Professor S.Y. Kung received his Ph.D. Degree in Electrical Engineering
from Stanford University in 1977. He was an Associate Engineer of Amdahl
Corporation, Sunnyvale, 1974, and a Professor of Electrical
Engineering-Systems of the University of Southern California, (1977-1987).
Since 1987, he has been a Professor of Electrical Engineering at the
Princeton University.

He held a Visiting Professorship at the Stanford University (1984); and a
Visiting Professorship at the Delft University of Technology (1984); a
Toshiba Chair Professorship at the Waseda University,  Japan (1984); an
Honorary Professorship at the Central China University of  Science and
Technology (1994); and a Distinguished Chair Professorship at the Hong
Kong Polytechnic University (2001-2003).
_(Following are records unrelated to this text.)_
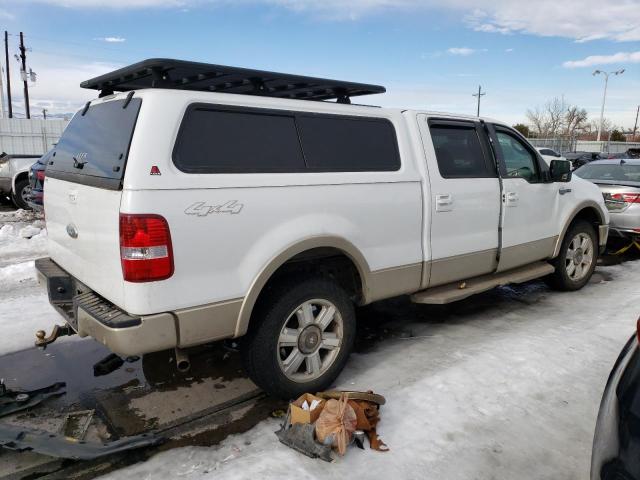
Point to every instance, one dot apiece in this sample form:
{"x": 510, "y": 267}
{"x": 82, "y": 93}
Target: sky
{"x": 429, "y": 54}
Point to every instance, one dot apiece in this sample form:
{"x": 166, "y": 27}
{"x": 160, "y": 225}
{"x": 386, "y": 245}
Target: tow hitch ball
{"x": 58, "y": 331}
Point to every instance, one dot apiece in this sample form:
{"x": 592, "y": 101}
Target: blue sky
{"x": 427, "y": 54}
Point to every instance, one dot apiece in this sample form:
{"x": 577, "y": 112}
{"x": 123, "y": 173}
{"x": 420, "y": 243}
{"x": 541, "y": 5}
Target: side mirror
{"x": 560, "y": 171}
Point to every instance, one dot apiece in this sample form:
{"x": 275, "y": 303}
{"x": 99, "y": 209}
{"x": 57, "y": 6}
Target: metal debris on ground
{"x": 76, "y": 424}
{"x": 13, "y": 401}
{"x": 316, "y": 424}
{"x": 27, "y": 439}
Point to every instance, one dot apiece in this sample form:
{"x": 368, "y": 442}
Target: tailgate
{"x": 82, "y": 226}
{"x": 82, "y": 193}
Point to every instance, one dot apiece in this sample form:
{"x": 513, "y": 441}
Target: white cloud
{"x": 111, "y": 39}
{"x": 620, "y": 58}
{"x": 462, "y": 51}
{"x": 617, "y": 20}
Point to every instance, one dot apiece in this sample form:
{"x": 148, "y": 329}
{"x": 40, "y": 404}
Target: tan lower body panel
{"x": 468, "y": 265}
{"x": 518, "y": 255}
{"x": 208, "y": 323}
{"x": 392, "y": 282}
{"x": 455, "y": 291}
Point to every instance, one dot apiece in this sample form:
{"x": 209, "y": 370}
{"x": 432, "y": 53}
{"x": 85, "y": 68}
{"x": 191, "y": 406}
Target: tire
{"x": 23, "y": 188}
{"x": 295, "y": 345}
{"x": 577, "y": 258}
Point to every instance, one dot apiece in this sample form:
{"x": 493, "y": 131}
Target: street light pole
{"x": 604, "y": 96}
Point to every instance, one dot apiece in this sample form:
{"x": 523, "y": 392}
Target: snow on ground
{"x": 24, "y": 306}
{"x": 505, "y": 385}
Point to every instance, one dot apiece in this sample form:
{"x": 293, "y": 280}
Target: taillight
{"x": 626, "y": 197}
{"x": 145, "y": 248}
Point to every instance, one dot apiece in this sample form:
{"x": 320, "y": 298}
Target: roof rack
{"x": 184, "y": 75}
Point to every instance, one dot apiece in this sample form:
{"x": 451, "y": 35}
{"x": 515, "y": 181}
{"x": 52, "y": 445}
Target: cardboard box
{"x": 298, "y": 415}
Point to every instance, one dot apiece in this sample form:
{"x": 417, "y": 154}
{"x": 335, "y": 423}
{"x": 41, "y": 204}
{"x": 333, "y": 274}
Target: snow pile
{"x": 24, "y": 306}
{"x": 22, "y": 237}
{"x": 506, "y": 385}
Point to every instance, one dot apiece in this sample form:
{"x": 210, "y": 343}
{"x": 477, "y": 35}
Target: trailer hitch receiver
{"x": 58, "y": 331}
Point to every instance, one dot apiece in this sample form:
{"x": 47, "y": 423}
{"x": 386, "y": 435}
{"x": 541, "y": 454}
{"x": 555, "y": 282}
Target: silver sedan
{"x": 619, "y": 180}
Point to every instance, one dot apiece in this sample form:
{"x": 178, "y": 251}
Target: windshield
{"x": 610, "y": 172}
{"x": 93, "y": 148}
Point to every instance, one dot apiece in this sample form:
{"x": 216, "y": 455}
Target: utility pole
{"x": 6, "y": 53}
{"x": 604, "y": 96}
{"x": 479, "y": 94}
{"x": 23, "y": 56}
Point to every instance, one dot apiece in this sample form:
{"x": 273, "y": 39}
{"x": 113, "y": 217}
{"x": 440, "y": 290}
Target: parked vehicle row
{"x": 619, "y": 181}
{"x": 14, "y": 178}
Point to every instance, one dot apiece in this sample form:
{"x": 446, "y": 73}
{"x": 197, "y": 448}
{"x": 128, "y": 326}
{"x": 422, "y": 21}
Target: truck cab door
{"x": 530, "y": 203}
{"x": 462, "y": 197}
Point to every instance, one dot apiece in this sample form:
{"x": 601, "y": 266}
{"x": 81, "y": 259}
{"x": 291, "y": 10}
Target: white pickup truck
{"x": 191, "y": 203}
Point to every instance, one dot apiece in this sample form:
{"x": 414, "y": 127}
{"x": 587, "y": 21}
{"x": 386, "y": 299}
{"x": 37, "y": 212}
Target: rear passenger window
{"x": 348, "y": 144}
{"x": 458, "y": 152}
{"x": 225, "y": 141}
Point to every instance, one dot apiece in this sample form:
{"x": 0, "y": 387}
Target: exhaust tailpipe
{"x": 183, "y": 364}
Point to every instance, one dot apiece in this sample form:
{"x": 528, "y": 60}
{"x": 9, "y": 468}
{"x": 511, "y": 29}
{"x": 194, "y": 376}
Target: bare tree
{"x": 575, "y": 120}
{"x": 556, "y": 117}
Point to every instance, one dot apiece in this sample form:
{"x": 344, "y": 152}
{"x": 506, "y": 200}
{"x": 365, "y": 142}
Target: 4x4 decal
{"x": 201, "y": 209}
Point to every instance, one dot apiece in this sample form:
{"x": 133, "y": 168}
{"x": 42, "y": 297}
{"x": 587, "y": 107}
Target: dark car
{"x": 36, "y": 181}
{"x": 616, "y": 444}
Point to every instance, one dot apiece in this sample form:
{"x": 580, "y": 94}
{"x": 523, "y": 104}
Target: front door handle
{"x": 511, "y": 199}
{"x": 444, "y": 202}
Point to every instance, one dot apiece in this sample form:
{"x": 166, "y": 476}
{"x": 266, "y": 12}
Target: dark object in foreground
{"x": 109, "y": 364}
{"x": 301, "y": 437}
{"x": 26, "y": 439}
{"x": 12, "y": 401}
{"x": 616, "y": 443}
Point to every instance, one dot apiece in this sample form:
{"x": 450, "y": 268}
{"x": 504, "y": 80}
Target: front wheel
{"x": 22, "y": 194}
{"x": 577, "y": 259}
{"x": 301, "y": 336}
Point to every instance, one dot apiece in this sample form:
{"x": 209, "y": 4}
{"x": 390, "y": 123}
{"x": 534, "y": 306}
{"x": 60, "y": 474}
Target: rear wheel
{"x": 577, "y": 259}
{"x": 22, "y": 194}
{"x": 302, "y": 336}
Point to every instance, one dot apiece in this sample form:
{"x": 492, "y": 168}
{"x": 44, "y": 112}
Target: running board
{"x": 455, "y": 291}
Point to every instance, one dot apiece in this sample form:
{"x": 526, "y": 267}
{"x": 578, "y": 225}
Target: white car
{"x": 14, "y": 178}
{"x": 549, "y": 154}
{"x": 204, "y": 202}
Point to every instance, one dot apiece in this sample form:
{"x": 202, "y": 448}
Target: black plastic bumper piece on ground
{"x": 25, "y": 439}
{"x": 17, "y": 401}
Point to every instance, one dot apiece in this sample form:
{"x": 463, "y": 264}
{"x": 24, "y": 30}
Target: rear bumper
{"x": 91, "y": 315}
{"x": 616, "y": 442}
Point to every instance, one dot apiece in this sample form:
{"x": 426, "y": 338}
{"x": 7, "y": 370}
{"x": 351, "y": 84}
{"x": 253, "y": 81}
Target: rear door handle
{"x": 444, "y": 202}
{"x": 511, "y": 199}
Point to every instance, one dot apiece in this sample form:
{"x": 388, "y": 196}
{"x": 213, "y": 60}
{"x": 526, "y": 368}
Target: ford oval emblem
{"x": 72, "y": 230}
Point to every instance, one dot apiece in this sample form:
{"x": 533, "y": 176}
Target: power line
{"x": 479, "y": 95}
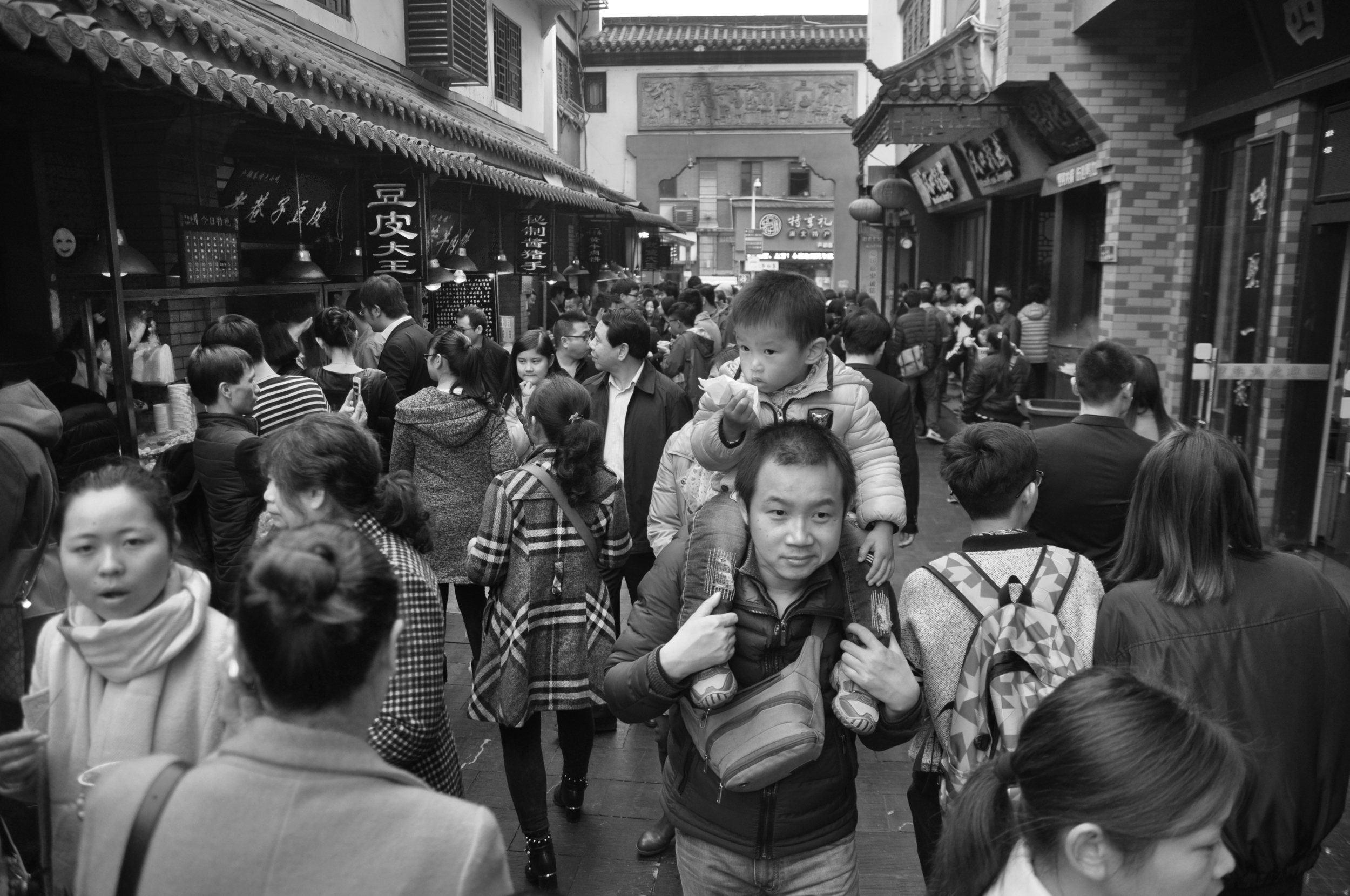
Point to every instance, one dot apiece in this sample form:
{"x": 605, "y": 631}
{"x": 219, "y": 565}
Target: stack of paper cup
{"x": 181, "y": 413}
His research interests include
VLSI array processors, system modelling and identification, neural
networks, wireless communication, sensor array processing, multimedia
signal processing, bioinformatic data mining and biometric authentication.

Professor Kung is a Fellow of IEEE since 1988.  He served as a Member of
the Board of Governors of the IEEE Signal Processing Society (1989-1991).
He was a founding member of several Technical Committees (TC) of the IEEE
Signal Processing Society, including VLSI Signal Processing TC (1984),
Neural Networks for Signal Processing TC (1991) and Multimedia Signal
Processing TC (1998), and was appointed as the first Associate Editor in
VLSI Area (1984) and later the first Associate Editor in Neural Network
(1991) for the IEEE Transactions on Signal Processing. He presently serves
on Technical Committees on Multimedia Signal Processing.  Since 1990, he
has been the Editor-In-Chief of the Journal of VLSI Signal Processing
Systems.

Professor Kung has co-authored more than 400 technical publications and
numerous textbooks including  "VLSI and Modern Signal Processing," with
Russian translation, Prentice-Hall (1985), "VLSI Array Processors", with
Russian and Chinese translations, Prentice-Hall (1988); "Digital Neural
Networks'', Prentice-Hall (1993) ; "Principal Component Neural Networks'',
John-Wiley (1996); and "Biometric Authentication: A  Machine Learning and
Neural Network Approach'', Prentice-Hall (2005).

Professor Kung was a recipient of IEEE Signal Processing Society's
Technical Achievement Award for his contributions on "parallel processing
and neural network algorithms for signal processing" (1992); a
Distinguished Lecturer of IEEE Signal Processing Society (1994); a
recipient of IEEE Signal Processing Society's Best Paper Award for his
publication on principal component neural networks (1996); and a recipient
of the IEEE Third Millennium Medal (2000).